Without a major windfall, we've always presumed, it's unlikely this dream will ever see reality. But the New York Times today says that several chefs, unable to raise money for restaurants, are launching tiny places as solo chefs.

"After 9/11, I was looking at a lot of projects with a lot of investors, but it wasn't the right time to do a big space with a lot of debt," [said Sean Kelley, chef at Claire de Lune]. "This was a safe rest stop. I own it by myself. To start a restaurant with no debt is unique. This place is all about freedom. It's not about money.
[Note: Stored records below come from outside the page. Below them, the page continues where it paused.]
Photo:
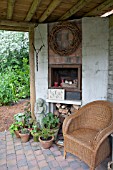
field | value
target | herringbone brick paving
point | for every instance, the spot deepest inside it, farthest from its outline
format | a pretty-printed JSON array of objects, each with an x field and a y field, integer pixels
[{"x": 15, "y": 155}]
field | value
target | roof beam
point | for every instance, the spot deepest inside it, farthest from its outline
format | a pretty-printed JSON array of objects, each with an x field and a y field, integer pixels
[
  {"x": 49, "y": 10},
  {"x": 8, "y": 28},
  {"x": 32, "y": 9},
  {"x": 105, "y": 5},
  {"x": 10, "y": 8},
  {"x": 17, "y": 23},
  {"x": 111, "y": 21},
  {"x": 74, "y": 9}
]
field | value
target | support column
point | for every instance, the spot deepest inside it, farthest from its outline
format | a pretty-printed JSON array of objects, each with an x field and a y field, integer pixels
[{"x": 32, "y": 71}]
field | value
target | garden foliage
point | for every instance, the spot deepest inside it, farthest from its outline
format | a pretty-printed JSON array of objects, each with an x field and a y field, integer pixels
[{"x": 14, "y": 66}]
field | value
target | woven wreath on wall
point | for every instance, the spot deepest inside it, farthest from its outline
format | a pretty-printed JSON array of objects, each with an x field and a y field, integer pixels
[{"x": 64, "y": 38}]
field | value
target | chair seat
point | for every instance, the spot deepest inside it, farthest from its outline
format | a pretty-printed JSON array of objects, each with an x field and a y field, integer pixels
[{"x": 83, "y": 136}]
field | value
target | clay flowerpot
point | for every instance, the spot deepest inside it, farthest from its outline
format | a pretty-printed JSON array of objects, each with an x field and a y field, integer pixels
[
  {"x": 46, "y": 143},
  {"x": 17, "y": 134}
]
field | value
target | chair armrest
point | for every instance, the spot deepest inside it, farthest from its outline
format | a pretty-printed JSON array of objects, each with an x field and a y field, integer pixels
[
  {"x": 102, "y": 135},
  {"x": 70, "y": 123}
]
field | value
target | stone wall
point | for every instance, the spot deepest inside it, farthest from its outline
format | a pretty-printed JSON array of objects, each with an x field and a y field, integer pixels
[
  {"x": 110, "y": 70},
  {"x": 95, "y": 35}
]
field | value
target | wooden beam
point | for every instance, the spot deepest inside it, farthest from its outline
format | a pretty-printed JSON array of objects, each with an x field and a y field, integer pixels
[
  {"x": 102, "y": 7},
  {"x": 74, "y": 9},
  {"x": 32, "y": 10},
  {"x": 49, "y": 10},
  {"x": 20, "y": 29},
  {"x": 111, "y": 21},
  {"x": 17, "y": 23},
  {"x": 10, "y": 8},
  {"x": 32, "y": 71}
]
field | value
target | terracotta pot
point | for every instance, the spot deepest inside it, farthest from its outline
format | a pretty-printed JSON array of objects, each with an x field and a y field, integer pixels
[
  {"x": 46, "y": 143},
  {"x": 17, "y": 134},
  {"x": 24, "y": 137}
]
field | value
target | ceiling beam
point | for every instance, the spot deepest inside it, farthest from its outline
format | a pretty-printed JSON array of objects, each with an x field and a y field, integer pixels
[
  {"x": 105, "y": 5},
  {"x": 17, "y": 23},
  {"x": 49, "y": 10},
  {"x": 20, "y": 29},
  {"x": 32, "y": 9},
  {"x": 74, "y": 9},
  {"x": 10, "y": 8}
]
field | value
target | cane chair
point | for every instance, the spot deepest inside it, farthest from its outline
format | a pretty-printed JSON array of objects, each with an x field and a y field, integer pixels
[{"x": 86, "y": 132}]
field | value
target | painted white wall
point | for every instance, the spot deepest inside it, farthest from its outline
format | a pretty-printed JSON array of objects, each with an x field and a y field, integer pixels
[
  {"x": 41, "y": 76},
  {"x": 95, "y": 34}
]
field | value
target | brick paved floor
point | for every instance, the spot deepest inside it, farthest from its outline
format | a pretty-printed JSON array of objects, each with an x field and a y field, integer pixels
[{"x": 15, "y": 155}]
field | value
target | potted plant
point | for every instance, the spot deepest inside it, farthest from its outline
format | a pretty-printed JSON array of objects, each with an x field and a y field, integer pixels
[
  {"x": 46, "y": 138},
  {"x": 15, "y": 127},
  {"x": 24, "y": 134},
  {"x": 52, "y": 122}
]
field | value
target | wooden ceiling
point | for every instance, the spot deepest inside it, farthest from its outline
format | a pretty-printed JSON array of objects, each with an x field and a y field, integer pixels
[{"x": 20, "y": 14}]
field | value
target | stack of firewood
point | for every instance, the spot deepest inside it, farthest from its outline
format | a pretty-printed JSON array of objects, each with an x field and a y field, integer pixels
[{"x": 63, "y": 110}]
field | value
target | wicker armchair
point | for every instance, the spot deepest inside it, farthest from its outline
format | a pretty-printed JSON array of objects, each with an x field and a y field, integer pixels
[{"x": 86, "y": 132}]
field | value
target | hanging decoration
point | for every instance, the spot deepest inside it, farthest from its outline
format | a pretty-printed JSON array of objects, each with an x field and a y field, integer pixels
[{"x": 58, "y": 44}]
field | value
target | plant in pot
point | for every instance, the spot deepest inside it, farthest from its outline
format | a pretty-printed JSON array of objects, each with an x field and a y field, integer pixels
[
  {"x": 35, "y": 132},
  {"x": 46, "y": 138},
  {"x": 52, "y": 122},
  {"x": 24, "y": 134},
  {"x": 15, "y": 127}
]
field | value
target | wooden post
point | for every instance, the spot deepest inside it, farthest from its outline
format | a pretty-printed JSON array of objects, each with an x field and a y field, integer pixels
[{"x": 32, "y": 70}]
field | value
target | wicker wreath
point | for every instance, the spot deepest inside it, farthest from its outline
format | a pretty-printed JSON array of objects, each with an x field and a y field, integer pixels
[{"x": 76, "y": 39}]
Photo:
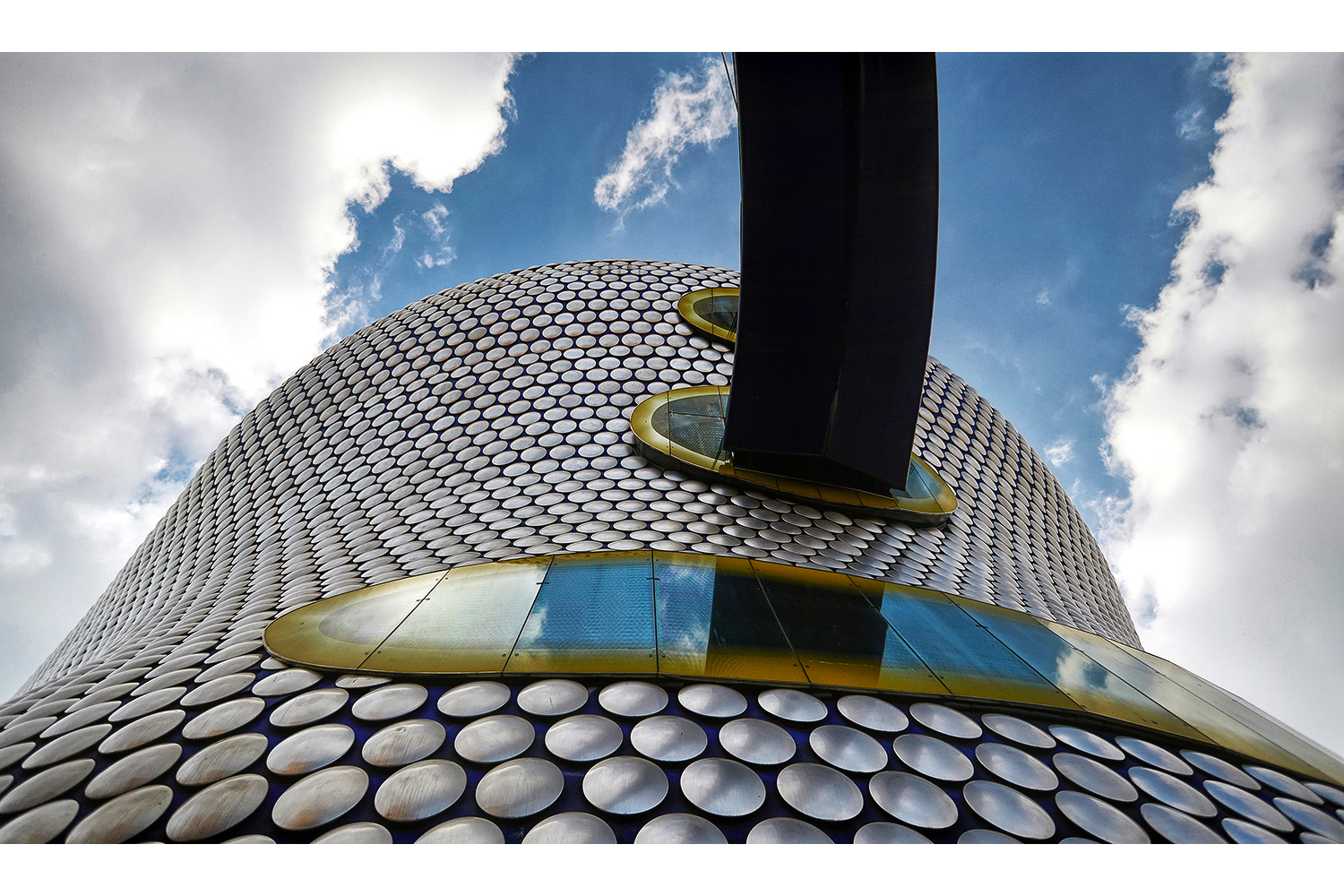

I get to cook what I want to cook and do what I want to do."

In Chicago, Norman Six occupies the kitchen at Lovitt.

"It's a lot more personal," he said. "The restaurant is so small that I can overhear conversations, so if someone says something nice about the food, it's really gratifying.

"So far what I have heard has been really gratifying. I don't know what I'll do if I don't like what I hear."

I'm not sure whether either of us could handle a kitchen by ourselves, but it's a pleasant thought. One other benefit of a single chef with a small dining room is that it helps manufacture scarcity. Lovitt, for example, is open only for dinner only three nights a week. Such scarcity of tables can only help a restaurant making the difficult turn from novelty into phenomenon. Me, I'm eager to try Lovitt -- if I can get a table.